Flatten a nested data structure, generating names for each field by concatenating the field names at each level with a configurable delimiter character. Applies to a Struct when a schema is present, or a Map in the case of schemaless data. The JSON Single Message Transforms (SMT) delimiter is the period . character, which is also the default.

Use the concrete transformation type designed for the record key (org.apache.kafka.connect.transforms.Flatten$Key) or value (org.apache.kafka.connect.transforms.Flatten$Value).

When using an Avro schema, the default SMT delimiter period . cannot be used.

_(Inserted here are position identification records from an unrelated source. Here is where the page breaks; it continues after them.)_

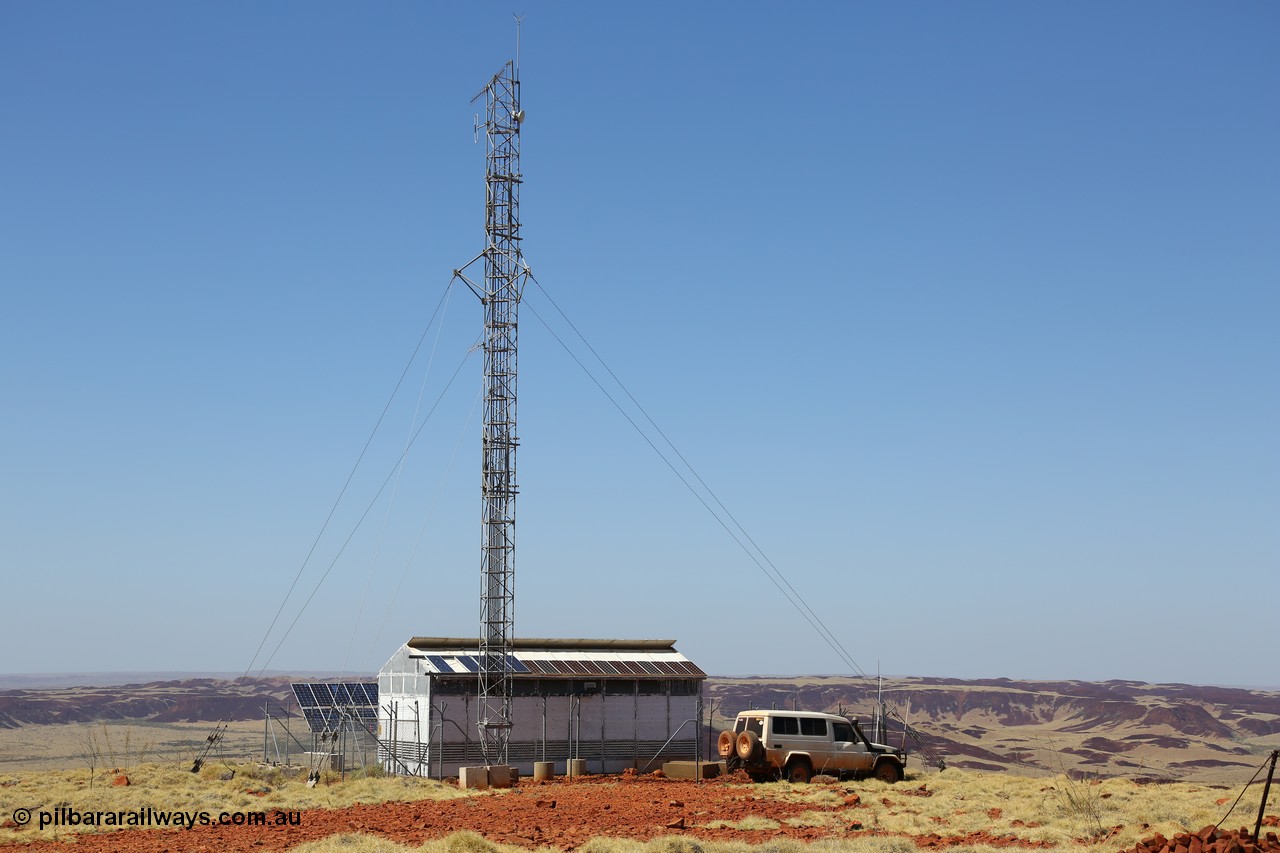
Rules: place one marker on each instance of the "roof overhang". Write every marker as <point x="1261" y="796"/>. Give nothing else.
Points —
<point x="544" y="644"/>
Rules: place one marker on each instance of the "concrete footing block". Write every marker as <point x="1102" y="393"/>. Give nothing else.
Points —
<point x="501" y="775"/>
<point x="693" y="769"/>
<point x="475" y="778"/>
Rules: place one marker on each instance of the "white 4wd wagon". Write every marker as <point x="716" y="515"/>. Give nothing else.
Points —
<point x="799" y="744"/>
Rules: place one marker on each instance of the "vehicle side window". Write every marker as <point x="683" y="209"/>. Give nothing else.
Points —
<point x="786" y="725"/>
<point x="810" y="726"/>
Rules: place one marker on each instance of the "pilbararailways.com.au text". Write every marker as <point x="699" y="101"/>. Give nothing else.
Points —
<point x="151" y="817"/>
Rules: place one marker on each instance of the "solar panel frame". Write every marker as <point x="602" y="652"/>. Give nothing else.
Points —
<point x="517" y="665"/>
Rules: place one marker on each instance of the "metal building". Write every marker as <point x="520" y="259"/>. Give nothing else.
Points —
<point x="615" y="703"/>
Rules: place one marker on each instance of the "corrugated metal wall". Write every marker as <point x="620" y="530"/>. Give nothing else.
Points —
<point x="612" y="731"/>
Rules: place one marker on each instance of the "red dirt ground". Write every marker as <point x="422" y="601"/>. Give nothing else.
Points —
<point x="563" y="815"/>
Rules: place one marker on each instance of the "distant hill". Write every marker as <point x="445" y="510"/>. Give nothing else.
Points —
<point x="1110" y="728"/>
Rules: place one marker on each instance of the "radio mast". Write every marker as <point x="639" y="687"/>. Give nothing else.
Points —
<point x="504" y="276"/>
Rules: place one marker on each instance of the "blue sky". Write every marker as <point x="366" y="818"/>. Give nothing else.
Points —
<point x="967" y="311"/>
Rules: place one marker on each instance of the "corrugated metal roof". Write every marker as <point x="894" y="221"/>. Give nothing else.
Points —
<point x="592" y="658"/>
<point x="529" y="643"/>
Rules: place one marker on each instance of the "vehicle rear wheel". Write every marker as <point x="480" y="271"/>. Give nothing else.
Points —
<point x="888" y="771"/>
<point x="748" y="746"/>
<point x="798" y="772"/>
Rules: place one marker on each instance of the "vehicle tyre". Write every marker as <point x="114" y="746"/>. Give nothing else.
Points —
<point x="798" y="772"/>
<point x="888" y="771"/>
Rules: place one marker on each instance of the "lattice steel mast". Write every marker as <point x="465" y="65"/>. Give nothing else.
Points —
<point x="504" y="273"/>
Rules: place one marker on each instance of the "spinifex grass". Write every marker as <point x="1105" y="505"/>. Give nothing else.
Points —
<point x="172" y="788"/>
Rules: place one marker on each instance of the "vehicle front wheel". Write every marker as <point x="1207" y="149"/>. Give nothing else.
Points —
<point x="725" y="743"/>
<point x="799" y="772"/>
<point x="888" y="771"/>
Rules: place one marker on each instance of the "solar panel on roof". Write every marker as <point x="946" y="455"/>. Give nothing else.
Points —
<point x="516" y="665"/>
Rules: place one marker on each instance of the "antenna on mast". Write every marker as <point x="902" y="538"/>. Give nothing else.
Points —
<point x="504" y="277"/>
<point x="519" y="19"/>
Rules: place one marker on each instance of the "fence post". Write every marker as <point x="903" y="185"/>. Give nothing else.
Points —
<point x="1266" y="792"/>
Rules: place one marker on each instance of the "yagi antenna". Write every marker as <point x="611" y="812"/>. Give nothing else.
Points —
<point x="519" y="18"/>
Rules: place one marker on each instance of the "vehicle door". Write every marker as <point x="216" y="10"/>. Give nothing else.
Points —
<point x="816" y="734"/>
<point x="848" y="751"/>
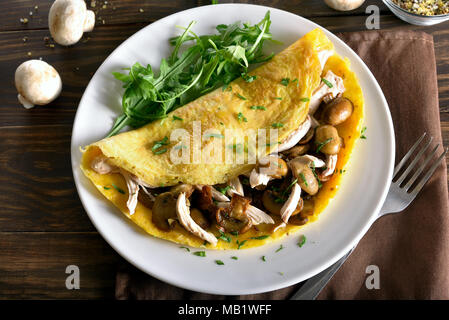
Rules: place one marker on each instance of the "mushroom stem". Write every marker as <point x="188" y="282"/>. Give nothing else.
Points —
<point x="292" y="202"/>
<point x="183" y="213"/>
<point x="89" y="21"/>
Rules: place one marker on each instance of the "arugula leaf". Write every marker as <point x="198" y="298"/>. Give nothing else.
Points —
<point x="210" y="62"/>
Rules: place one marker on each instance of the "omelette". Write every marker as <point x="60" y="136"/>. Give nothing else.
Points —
<point x="245" y="164"/>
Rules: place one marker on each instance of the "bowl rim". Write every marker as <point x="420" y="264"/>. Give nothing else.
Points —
<point x="390" y="2"/>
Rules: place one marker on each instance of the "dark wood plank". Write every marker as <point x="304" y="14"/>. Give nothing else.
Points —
<point x="32" y="265"/>
<point x="135" y="11"/>
<point x="113" y="12"/>
<point x="37" y="192"/>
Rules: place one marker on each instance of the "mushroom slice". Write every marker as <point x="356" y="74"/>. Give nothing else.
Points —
<point x="236" y="187"/>
<point x="292" y="202"/>
<point x="324" y="90"/>
<point x="133" y="191"/>
<point x="216" y="195"/>
<point x="294" y="137"/>
<point x="234" y="218"/>
<point x="183" y="213"/>
<point x="258" y="216"/>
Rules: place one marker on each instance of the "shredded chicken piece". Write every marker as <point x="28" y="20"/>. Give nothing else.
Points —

Use an underscore _ for the delimiter. Use the following properties to change the delimiter:

"transforms": "flatten",
"transforms.flatten.type": "org.apache.kafka.connect.transforms.Flatten$Value",
"transforms.flatten.delimiter": "_"

Note

The Flatten SMT does not flatten arrays. Arrays are preserved as is.

JSON Example

The configuration snippet below shows how to use Flatten to concatenate field names with the period . delimiter character.

"transforms": "flatten",
"transforms.flatten.type": "org.apache.kafka.connect.transforms.Flatten$Value",
"transforms.flatten.delimiter": "."

Before:

{
  "content": {
    "id": 42,
    "name": {
      "first": "David",
      "middle": null,
      "last": "Wong"
    }
  }
}

After:

{
  "content.id": 42,
  "content.name.first": "David",
  "content.name.middle": null,
  "content.name.last": "Wong"
}

Avro Example

The Avro schema specification only allows alphanumeric characters and the underscore _ character in field names. The configuration snippet below shows how to use Flatten to concatenate field names with the underscore _ delimiter character.

"transforms": "flatten",
"transforms.flatten.type": "org.apache.kafka.connect.transforms.Flatten$Value",
"transforms.flatten.delimiter": "_"

Before:

{
  "content": {
    "id": 42,
    "name": {
      "first": "David",
      "middle": null,
      "last": "Wong"
    }
  }
}

After:

{
  "content_id": 42,
  "content_name_first": "David",
  "content_name_middle": null,
  "content_name_last": "Wong"
 }

Tip

For additional examples, see Flatten for managed connectors.

Properties

Name Description Type Default Valid Values Importance
delimiter Delimiter to insert between field names from the input record when generating field names for the output record. string . _ medium

Predicates

Transformations can be configured with predicates so that the transformation is applied only to records which satisfy a condition. You can use predicates in a transformation chain and, when combined with the Kafka Connect Filter (Kafka) SMT for Confluent Platform, predicates can conditionally filter out specific records. For details and examples, see Predicates.